I agree, that a player race should not replace forms of character development. I may have been unclear in my approach to the racial classes. I am not saying to provide a progression in which monstrous races start at level one, but rather a launching point from when they begin. Using the example from above, a bugbear would start their adventuring career at level 5 (4 racial + 1 class), not at level 1.
Classes are the main construct under which character abilities are granted. If you create a race, even if using "racial levels" that makes you a better fighter than a fighter, you've essentially created an unbalanced class that makes the fighter obsolete, in the guise of a race.
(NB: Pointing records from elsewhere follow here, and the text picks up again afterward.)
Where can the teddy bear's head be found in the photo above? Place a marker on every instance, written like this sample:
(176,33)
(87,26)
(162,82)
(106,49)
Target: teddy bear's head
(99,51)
My objective is not to create new races from scratch, but rather find ways to adapt current monsters as potential playable races. Could the system be abused to front-load characters? Yes, it could, especially from the stand point of creating such creatures from scratch. But that's where the not only mitigation of DM helps, but also some sense of fair play. Most of the monsters printed have abilities that are close in level that matches their challenge rating, which is close to the level of character many of those races would be ranked at using this idea.
As far as having "racial levels that makes you a better fighter than a fighter," the goal in this approach is to make it so that a monstrous creature is not better, but different, just as a barbarian is different from a fighter, or a cleric from a wizard.